Energies renouvelables : une ferme solaire perchée dans les nuages
Au sol, un capteur solaire bénéficie d'un ensoleillement moyen de 1000 KWh/an/m2. Mais sur la terre ferme, les contraintes se multiplient : occupation du foncier voire grignotage des terres arables, poussière, nuages qui voilent l'ensoleillement... rendent la production d'énergie plus aléatoire et variable.
Afin de dépasser ces problématiques et d'optimiser les rendements, Jean-François Guillemoles, Directeur de Recherche au CNRS et directeur du laboratoire franco-japonais NextPV (Laboratoire International Associé (LIA) entre le CNRS et l'Université de Tokyo) propose d'utiliser l'espace aérien pour l'implantation de fermes solaires.
« L'objectif est de capter le soleil à 6 km d'altitude, grâce à des ballons équipés de capteurs solaires. A cette altitude, ils pourront profiter d'un meilleur ensoleillement sans subir l'ombre d'un nuage », nous explique Jean-François Guillemoles.

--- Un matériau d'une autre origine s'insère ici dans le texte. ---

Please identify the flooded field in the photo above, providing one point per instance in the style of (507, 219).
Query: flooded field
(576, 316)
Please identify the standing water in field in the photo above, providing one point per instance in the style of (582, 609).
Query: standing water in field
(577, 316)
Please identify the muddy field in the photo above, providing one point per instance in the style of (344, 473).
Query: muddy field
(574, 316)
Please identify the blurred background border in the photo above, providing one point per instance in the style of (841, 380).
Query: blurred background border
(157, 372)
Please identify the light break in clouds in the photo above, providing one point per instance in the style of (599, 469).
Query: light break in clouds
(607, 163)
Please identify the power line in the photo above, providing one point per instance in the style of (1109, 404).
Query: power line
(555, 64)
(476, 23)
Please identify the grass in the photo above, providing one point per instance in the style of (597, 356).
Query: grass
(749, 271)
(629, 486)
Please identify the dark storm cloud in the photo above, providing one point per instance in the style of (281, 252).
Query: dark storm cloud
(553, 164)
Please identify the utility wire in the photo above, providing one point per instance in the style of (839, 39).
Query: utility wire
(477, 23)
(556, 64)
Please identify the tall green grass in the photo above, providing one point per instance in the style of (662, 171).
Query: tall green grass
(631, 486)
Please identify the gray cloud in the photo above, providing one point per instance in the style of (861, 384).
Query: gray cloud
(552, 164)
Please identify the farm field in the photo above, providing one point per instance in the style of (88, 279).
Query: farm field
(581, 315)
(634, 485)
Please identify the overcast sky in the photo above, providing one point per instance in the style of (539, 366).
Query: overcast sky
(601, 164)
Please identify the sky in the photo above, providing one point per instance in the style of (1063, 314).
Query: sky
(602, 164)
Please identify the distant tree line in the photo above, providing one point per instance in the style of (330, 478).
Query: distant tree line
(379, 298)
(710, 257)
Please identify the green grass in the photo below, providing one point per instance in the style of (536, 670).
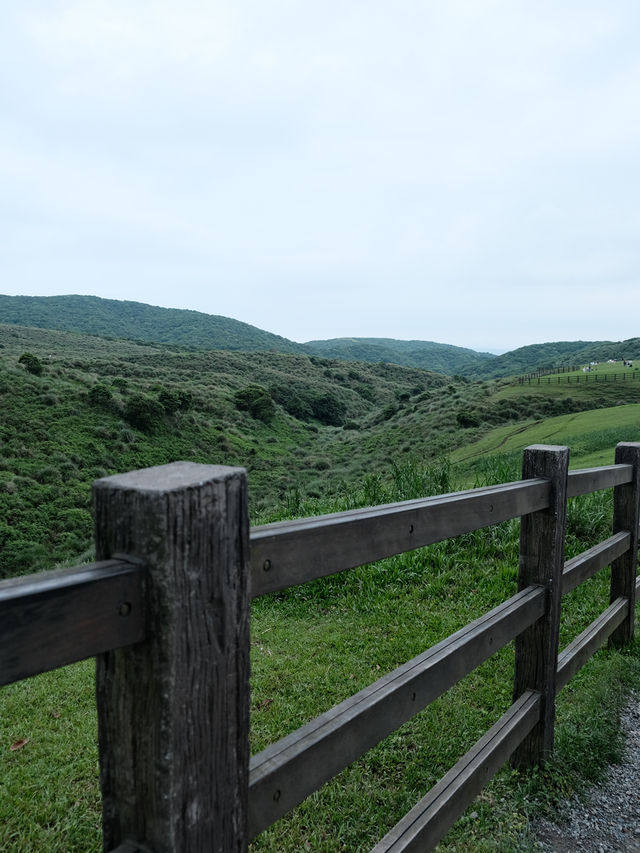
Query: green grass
(313, 646)
(591, 436)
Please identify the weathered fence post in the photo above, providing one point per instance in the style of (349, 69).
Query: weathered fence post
(173, 711)
(541, 561)
(626, 508)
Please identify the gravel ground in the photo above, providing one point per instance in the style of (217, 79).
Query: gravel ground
(609, 819)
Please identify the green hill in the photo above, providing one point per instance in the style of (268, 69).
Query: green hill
(112, 318)
(315, 435)
(443, 358)
(547, 356)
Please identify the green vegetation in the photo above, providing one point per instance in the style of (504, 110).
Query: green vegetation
(443, 358)
(316, 435)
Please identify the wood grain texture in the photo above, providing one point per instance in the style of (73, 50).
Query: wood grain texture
(583, 481)
(585, 565)
(58, 617)
(626, 506)
(173, 711)
(423, 827)
(288, 553)
(288, 771)
(542, 562)
(577, 653)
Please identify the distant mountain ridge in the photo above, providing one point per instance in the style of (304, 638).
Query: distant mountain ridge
(443, 358)
(187, 329)
(112, 318)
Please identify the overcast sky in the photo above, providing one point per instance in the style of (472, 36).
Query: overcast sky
(461, 171)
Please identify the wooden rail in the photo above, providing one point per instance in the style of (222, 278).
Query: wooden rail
(166, 611)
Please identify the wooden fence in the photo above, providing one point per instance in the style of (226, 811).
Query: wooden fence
(587, 376)
(166, 611)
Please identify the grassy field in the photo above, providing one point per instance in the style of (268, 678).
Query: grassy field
(311, 647)
(401, 433)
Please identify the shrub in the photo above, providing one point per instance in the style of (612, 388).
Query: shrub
(173, 400)
(31, 362)
(256, 400)
(143, 412)
(293, 400)
(100, 396)
(328, 409)
(467, 419)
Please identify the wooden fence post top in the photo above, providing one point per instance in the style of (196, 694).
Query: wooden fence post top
(167, 478)
(551, 447)
(173, 710)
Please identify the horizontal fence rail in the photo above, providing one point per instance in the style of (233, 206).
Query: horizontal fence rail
(184, 532)
(288, 553)
(59, 617)
(435, 814)
(286, 772)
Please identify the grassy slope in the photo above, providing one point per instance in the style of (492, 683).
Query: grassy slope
(426, 354)
(136, 321)
(314, 645)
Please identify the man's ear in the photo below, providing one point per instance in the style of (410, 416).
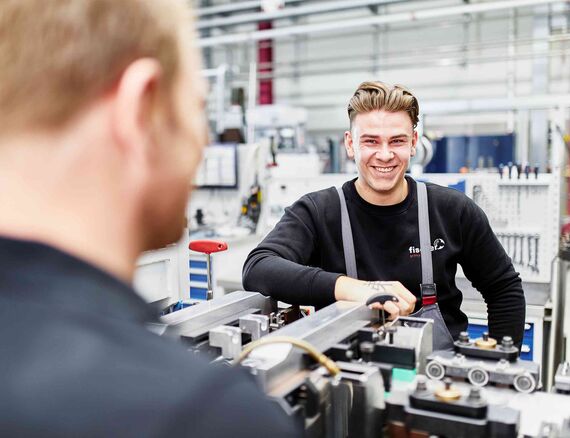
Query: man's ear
(133, 99)
(348, 144)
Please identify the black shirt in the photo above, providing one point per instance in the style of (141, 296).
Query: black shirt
(301, 258)
(76, 360)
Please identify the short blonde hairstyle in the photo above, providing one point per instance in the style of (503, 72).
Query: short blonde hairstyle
(375, 96)
(57, 56)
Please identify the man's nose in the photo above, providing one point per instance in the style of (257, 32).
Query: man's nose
(384, 153)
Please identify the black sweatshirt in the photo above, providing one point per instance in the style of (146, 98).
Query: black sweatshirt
(301, 258)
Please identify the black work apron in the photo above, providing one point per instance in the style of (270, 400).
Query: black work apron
(442, 339)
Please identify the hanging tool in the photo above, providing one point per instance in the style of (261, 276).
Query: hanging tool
(208, 247)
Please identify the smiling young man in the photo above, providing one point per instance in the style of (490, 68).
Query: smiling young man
(352, 243)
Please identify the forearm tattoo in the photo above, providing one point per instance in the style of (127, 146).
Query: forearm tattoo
(376, 285)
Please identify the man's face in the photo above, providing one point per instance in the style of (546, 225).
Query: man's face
(381, 144)
(180, 148)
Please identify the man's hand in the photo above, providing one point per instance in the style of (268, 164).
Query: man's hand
(350, 289)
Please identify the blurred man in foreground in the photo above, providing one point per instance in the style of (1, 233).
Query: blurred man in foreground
(101, 130)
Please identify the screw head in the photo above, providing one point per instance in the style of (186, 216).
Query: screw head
(464, 337)
(475, 394)
(366, 347)
(507, 342)
(421, 384)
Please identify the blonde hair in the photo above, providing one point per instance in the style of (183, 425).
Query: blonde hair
(57, 56)
(375, 96)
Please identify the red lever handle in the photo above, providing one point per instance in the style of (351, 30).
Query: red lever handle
(208, 246)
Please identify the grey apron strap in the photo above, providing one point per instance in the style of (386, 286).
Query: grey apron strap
(347, 242)
(423, 225)
(427, 286)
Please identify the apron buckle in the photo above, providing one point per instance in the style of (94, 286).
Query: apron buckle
(429, 294)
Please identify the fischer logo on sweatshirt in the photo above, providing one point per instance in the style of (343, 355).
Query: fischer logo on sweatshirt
(437, 245)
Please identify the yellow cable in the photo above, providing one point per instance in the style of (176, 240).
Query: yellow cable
(319, 357)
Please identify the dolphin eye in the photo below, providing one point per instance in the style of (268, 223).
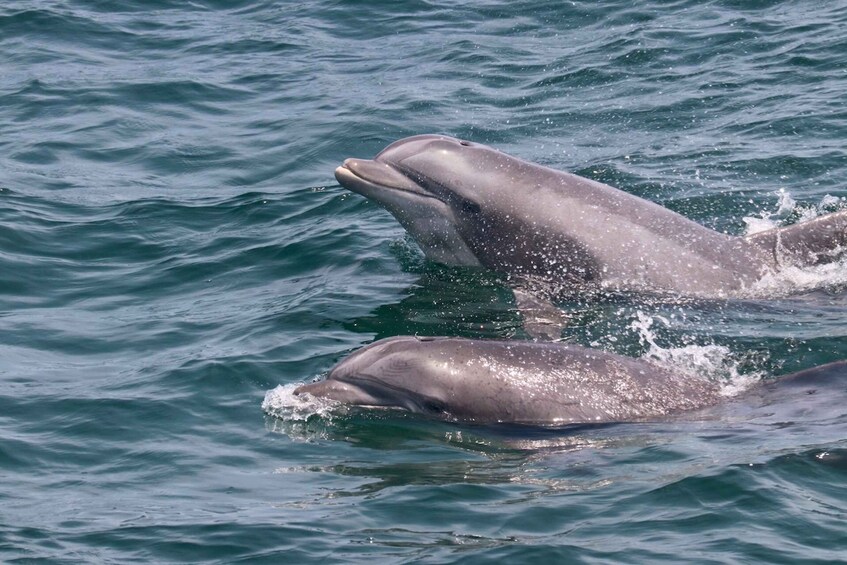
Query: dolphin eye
(470, 207)
(433, 406)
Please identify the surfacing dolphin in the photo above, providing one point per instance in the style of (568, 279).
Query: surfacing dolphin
(516, 382)
(469, 204)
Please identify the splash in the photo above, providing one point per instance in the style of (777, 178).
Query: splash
(788, 211)
(712, 362)
(791, 280)
(283, 404)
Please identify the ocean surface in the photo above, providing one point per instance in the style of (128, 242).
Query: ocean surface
(176, 256)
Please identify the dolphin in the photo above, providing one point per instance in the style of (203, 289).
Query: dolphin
(518, 382)
(469, 204)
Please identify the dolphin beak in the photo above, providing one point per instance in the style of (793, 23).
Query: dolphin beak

Les ballons d'une dizaine de mètres, fabriqués à partir de matériaux polymères, seraient reliés à la terre ferme par un simple fil. « Cette solution permettrait donc une faible emprise au sol et un moindre impact visuel pour les habitants. De plus, cette solution serait rapide à installer – et à désinstaller – et mobile, pour s'adapter aux besoins d'autres populations dans certains zones en Afrique, en Asie ou en Inde, qui n'ont pas ou peu d'accès à l'énergie », souligne M. Guillemoles.
Proposer une solution de stockage
Côté rendement, « la ressource énergétique est 5 fois plus abondante qu’au sol, en prenant en compte un capteur avec tracking en altitude (1200 W/m2 x 4380 h/an soit 5,25 MWh/an/m2) à n'importe quelle latitude », selon le CNRS.
Mais sans prototype, difficile de chiffrer exactement les gains. « Placés à 6 km d'altitude, ces ballons bénéficieraient d'au moins 20 % de lumière en plus avec un temps d'utilisation beaucoup plus intéressant. On pourrait par exemple les utiliser 12 heures par jour, plutôt que 4 h en moyenne sur des installations classiques au sol. Le rendement pourrait en être grandement amélioré, de l'ordre de 20 % de mieux voire plus », estime Jean-François Guillemoles.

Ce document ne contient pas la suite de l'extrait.